Ce roman s’inscrit dans la continuité de ce que j’ai toujours écrit. La monstruosité est le leitmotiv de mon œuvre

« Je m’interroge quant au type de déjection que je serais : grosse (évidemment), brun sombre comme mes ruminations, pas trop nauséabonde mais un peu tout de même, du genre qui résiste à la chasse d’eau plusieurs fois avant de consentir à se laisser noyer », dit-elle notamment. Ananda Devi sourit malicieusement à la lecture de ce passage. Pourquoi s’étonner, semble dire cette superbe femme de 60 ans, son regard aimable et chaleureux relevé par un maquillage finement coloré.

« Ce roman s’inscrit dans la continuité de ce que j’ai toujours écrit. La monstruosité, ou du moins ce qui est considéré comme telle par l’autre, est le leitmotiv de mon œuvre. » On repense à la Mouna, héroïne de Moi, l’interdite (Dapper, 2000), dotée d’un bec-de-lièvre. « J’aime les éclopées de la vie. J’aime raconter comment telle ou telle héroïne va s’échapper de la masse et découvrir sa puissance et son intensité. »
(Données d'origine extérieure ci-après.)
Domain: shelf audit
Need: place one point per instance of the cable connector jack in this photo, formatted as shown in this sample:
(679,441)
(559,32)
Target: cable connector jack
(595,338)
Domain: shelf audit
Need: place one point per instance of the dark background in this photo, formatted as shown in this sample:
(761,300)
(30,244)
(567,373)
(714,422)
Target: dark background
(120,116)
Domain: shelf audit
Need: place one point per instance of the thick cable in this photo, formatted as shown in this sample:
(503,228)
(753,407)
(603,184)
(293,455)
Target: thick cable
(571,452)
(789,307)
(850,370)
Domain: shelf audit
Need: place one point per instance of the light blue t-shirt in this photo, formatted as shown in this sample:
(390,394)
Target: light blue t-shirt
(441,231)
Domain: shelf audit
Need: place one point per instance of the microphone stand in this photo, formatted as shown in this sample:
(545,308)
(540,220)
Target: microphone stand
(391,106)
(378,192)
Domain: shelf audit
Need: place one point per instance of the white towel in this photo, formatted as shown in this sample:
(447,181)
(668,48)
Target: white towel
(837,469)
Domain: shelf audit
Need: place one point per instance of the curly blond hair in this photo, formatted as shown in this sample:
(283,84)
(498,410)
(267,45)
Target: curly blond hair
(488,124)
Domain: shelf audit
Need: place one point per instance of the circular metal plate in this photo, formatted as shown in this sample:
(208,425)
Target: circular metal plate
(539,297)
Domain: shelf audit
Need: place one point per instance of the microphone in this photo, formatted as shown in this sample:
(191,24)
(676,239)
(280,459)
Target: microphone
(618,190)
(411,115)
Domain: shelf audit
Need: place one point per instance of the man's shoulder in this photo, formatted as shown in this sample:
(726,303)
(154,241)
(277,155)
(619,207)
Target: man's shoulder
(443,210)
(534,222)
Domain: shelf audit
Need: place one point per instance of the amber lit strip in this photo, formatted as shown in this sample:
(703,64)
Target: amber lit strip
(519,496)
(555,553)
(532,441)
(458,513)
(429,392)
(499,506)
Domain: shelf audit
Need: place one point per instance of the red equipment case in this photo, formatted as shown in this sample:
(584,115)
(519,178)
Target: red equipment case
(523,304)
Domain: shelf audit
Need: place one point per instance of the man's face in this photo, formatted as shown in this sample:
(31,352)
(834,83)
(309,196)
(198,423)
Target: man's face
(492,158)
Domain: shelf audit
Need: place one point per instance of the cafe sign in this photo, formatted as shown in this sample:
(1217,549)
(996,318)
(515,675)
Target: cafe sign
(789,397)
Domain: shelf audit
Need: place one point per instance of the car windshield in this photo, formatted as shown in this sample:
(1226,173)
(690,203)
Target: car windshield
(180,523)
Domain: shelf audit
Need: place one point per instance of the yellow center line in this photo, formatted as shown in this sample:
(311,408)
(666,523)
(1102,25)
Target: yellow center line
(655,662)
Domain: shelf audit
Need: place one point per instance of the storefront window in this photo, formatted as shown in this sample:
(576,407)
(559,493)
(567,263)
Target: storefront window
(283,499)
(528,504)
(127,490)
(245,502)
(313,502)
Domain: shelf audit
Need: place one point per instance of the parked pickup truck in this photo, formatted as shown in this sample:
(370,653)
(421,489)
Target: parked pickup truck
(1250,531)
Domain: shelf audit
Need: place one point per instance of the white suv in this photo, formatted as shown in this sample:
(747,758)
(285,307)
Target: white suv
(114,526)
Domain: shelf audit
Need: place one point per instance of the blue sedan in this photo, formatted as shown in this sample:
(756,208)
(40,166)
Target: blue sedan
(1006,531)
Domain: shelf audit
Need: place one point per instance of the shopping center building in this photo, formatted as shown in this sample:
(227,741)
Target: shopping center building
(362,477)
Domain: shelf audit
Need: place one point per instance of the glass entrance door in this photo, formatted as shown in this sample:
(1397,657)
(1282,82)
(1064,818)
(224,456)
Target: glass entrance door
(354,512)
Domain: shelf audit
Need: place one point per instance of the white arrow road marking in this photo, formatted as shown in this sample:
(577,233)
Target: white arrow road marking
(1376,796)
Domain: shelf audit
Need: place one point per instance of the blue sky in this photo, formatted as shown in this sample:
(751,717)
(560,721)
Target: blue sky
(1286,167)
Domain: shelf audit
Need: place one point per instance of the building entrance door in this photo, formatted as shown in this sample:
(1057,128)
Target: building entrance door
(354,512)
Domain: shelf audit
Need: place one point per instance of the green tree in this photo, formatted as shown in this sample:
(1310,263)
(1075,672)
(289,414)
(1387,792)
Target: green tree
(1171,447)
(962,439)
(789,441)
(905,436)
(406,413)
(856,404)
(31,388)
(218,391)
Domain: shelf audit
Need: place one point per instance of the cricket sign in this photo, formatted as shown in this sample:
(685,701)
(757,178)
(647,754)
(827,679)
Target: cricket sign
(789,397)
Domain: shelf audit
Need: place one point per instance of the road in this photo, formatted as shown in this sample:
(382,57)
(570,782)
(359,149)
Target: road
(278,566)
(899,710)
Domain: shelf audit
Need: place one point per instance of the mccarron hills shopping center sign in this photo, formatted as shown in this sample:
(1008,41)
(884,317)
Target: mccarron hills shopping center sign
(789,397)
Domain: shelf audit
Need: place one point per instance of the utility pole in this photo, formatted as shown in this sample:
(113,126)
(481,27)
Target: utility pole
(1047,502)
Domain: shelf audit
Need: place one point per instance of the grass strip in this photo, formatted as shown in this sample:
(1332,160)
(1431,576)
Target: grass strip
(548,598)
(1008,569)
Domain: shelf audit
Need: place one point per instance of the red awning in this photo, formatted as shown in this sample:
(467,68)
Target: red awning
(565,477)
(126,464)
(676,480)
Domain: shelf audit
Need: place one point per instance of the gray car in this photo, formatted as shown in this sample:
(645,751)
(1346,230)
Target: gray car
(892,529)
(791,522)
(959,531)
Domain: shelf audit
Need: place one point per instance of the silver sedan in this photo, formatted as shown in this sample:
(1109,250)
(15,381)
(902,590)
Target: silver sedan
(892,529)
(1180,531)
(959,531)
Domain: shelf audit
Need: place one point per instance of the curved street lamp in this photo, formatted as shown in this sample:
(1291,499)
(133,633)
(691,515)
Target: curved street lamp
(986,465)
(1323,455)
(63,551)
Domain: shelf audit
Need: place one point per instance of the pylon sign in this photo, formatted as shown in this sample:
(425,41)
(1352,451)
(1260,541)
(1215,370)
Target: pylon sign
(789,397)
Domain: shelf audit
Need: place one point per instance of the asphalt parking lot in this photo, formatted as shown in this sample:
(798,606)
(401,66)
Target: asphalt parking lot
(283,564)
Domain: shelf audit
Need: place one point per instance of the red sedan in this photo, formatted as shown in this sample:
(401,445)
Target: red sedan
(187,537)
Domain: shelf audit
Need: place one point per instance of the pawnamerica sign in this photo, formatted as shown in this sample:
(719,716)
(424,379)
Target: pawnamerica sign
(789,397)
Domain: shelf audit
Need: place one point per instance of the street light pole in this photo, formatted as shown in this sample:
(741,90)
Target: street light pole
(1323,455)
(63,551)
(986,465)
Le tragique et la fatalité

Dans son tout premier roman publié, Rue de la Poudrière (NEA, 1988), Ananda Devi construit déjà le personnage de Paule, cette héroïne à l’existence misérable qui habite « sur les lèvres supérieures du vieux Port-Louis », capitale mauricienne qui est comme « une épine plantée dans [sa] chair ». Dix-huit ans plus tard, dans Ève de ses décombres (Gallimard, 2006), auréolé du Prix des cinq continents de la francophonie, ce sont quatre voix adolescentes qui se retrouvent aux prises avec le tragique et la fatalité.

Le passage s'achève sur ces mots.